When I started my practice, I started asking everybody I knew about geriatrics. Most geriatricians work within a group. And I talked to some office managers, and I was referred to this lady who did billing out of her house. It turns out that I ended up doing my own credentialing, and there were further problems; and I ended up working with this billing office in downtown Houston, and I thought, this is perfect, this is a real company. But at some point after that, they called and said, we’re not going to do physician billing anymore. But this lady who did the wound care portion of my billing said she could do it on the side. And all of a sudden, I’m totally falling behind, doing all this work and getting no money.
So I found Kareo together with an office staff person I had hired. And when I decided she wasn’t working out, I called Kareo and asked them to help me, and they took me under their wing, and I did all the video tutorials they had, and as part of the contract, I was able to work with them on my computer directly. And in 30-40 days, I was starting to get paid. But the other thing that was interesting about this is that the big company that had been doing my billing had closed its doors and hadn’t kept records; and the girl I had hired and fired was angry and wouldn’t give me the records she had. So I started billing, and some charges were rejected as redundant. But about 10 percent of the bills had never been submitted. And Kareo helped me with those.The bottom line was, I could not afford any upfront software costs. And this is sold as a subscription.
And you got the handholding, too?
You’ll have to ask them how they do the handholding with average customers, because what they did for me was amazing. With my hospice patients, I’m paid a part-time salary for; the wound care, I do my own billing for, and it’s an outpatient facility, and I simply enter demographics and do the billing in their system for the patients.
But you’re doing your own private practice billing, then?

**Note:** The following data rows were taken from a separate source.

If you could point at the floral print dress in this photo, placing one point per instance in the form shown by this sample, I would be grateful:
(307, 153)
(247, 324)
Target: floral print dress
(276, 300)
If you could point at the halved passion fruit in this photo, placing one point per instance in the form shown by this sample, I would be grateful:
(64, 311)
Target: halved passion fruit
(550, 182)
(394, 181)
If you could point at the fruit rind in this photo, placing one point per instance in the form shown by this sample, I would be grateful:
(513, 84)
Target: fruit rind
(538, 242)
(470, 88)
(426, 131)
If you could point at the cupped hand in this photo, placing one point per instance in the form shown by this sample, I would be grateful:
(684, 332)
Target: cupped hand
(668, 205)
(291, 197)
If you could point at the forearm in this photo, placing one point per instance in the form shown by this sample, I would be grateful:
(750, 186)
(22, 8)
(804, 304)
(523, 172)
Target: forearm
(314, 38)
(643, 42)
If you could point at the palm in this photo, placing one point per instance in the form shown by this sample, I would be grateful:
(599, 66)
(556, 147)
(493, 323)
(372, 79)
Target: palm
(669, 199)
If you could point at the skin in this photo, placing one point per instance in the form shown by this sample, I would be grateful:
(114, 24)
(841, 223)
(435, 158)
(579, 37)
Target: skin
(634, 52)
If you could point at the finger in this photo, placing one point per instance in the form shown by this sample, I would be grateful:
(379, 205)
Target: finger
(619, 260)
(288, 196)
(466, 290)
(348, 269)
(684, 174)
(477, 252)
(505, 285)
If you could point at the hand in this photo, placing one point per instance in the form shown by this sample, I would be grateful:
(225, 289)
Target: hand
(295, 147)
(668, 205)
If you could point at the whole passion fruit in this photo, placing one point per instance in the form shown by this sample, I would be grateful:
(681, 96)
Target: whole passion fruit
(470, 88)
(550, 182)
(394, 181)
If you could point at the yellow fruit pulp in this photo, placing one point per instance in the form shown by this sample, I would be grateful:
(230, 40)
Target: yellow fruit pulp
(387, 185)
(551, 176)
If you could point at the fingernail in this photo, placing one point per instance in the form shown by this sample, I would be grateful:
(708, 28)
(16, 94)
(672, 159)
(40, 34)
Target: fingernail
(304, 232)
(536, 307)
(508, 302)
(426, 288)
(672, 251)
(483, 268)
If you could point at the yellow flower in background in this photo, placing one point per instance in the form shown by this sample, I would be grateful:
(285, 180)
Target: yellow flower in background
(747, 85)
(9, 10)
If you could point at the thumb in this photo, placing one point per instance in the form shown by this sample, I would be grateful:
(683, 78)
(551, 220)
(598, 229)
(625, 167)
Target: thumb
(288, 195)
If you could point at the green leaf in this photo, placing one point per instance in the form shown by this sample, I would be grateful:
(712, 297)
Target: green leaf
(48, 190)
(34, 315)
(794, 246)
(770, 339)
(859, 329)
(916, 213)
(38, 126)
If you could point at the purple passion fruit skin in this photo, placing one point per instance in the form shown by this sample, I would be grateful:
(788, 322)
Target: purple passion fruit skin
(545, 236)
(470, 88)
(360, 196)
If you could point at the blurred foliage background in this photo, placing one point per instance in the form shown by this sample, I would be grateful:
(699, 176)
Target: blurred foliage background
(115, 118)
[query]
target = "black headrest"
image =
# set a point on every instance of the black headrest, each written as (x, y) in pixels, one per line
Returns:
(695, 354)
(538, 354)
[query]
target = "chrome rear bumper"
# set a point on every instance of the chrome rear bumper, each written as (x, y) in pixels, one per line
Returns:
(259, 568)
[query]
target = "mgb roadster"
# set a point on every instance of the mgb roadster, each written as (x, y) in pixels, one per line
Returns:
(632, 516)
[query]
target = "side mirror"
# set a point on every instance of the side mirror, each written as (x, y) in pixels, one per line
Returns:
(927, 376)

Yes. And I go to an aging community complex, and I work out of that facility. And I also see patients in their homes, and Medicare allows you to bill for home visits, if they’re homebound—if it’s taxing for them to get out of their home. And so I bill Medicare directly through Kareo.
So it must obviously be an intuitive and user-friendly system?
Very! And sometimes there will be an update or something’s not working the way it should, and I’ll send them an e-mail, and they’ll update me or explain things for me. The thing is that I knew nothing about billing. And whenever someone would try to teach us in medical school just a little bit about billing, we students would say, oh gosh, you’re so concerned about money, and all we want to do is care for patients! But you have to know how to do this kind of thing, even if you’re in a salaried system.
And it’s almost impossible for a physician to learn billing until you’re forced to learn it through suffering. The thing is, as a medical student, you’re overwhelmed by the medical knowledge you’re learning. So you just push that off. But you need to learn this.
How long have you been live?
For two years now. And I had to be able to be very flexible. And I can’t stand to be in one setting; I like multiple settings. In residency, you rotated around. And I needed that kind of different intellectual stimulation. I knew that if I started a practice in just one setting, I’d have to switch jobs soon afterwards.
What would your advice be for other physicians in very small practices?
Almost no physicians are natural businesspeople. And if you’re in a practice and don’t understand how your business works, you’ll lose money. So sit down and listen to the CPA when he visits you, and listen to the office manager when she talks to you. Otherwise, you’ll lose money and time and enjoy your practice less. And physicians who don’t do this right, the amount of money they take home is so much less than what they’d expected, and so they lose satisfaction, and don’t enjoy their interactions with their patients as much. And when I went into solo practice, I wasn’t focused on how much money I wanted to make; I figured out how much money I needed in order to support my basic lifestyle, and then plugged in my opportunities. And there’s a cycle of building volume but then building overhead, and when overhead becomes 70 percent, you’re not going to enjoy your practice. So how do you get to that happy medium? If I add more patients, I’d need to add staff, and I don’t want to do that. This situation works perfectly for me right now.